What makes working with `numpy` so powerful and convenient is that it
comes with many *vectorized* math functions for computation over
elements of an array. These functions are highly optimized and are
*very* fast - much, much faster than using an explicit `for` loop.

For example, let’s create a large array of random values and then sum it
both ways. We’ll use a `%%time` *cell magic* to time them.

In [81]:
a = np.random.random(100000000)
len(a)

100000000

Look at the “Wall Time” in the output - note how much faster the
vectorized version of the operation is! This type of fast computation is
a major enabler of machine learning, which requires a *lot* of
computation.

Whenever possible, we will try to use these vectorized operations.

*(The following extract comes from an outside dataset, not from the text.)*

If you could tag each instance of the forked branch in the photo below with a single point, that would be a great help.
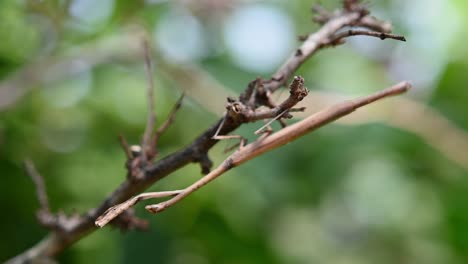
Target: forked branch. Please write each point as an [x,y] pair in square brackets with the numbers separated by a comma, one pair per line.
[260,146]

Some mathematic functions are available both as operator overloads and
as functions in the numpy module.

For example, you can perform an elementwise sum on two arrays using
either the + operator or the `add()` function.

![](http://jalammar.github.io/images/numpy/numpy-arrays-adding-1.png)

![](http://jalammar.github.io/images/numpy/numpy-matrix-arithmetic.png)

In [82]:
x = np.array([[1,2],[3,4]], dtype=np.float64)
y = np.array([[5,6],[7,8]], dtype=np.float64)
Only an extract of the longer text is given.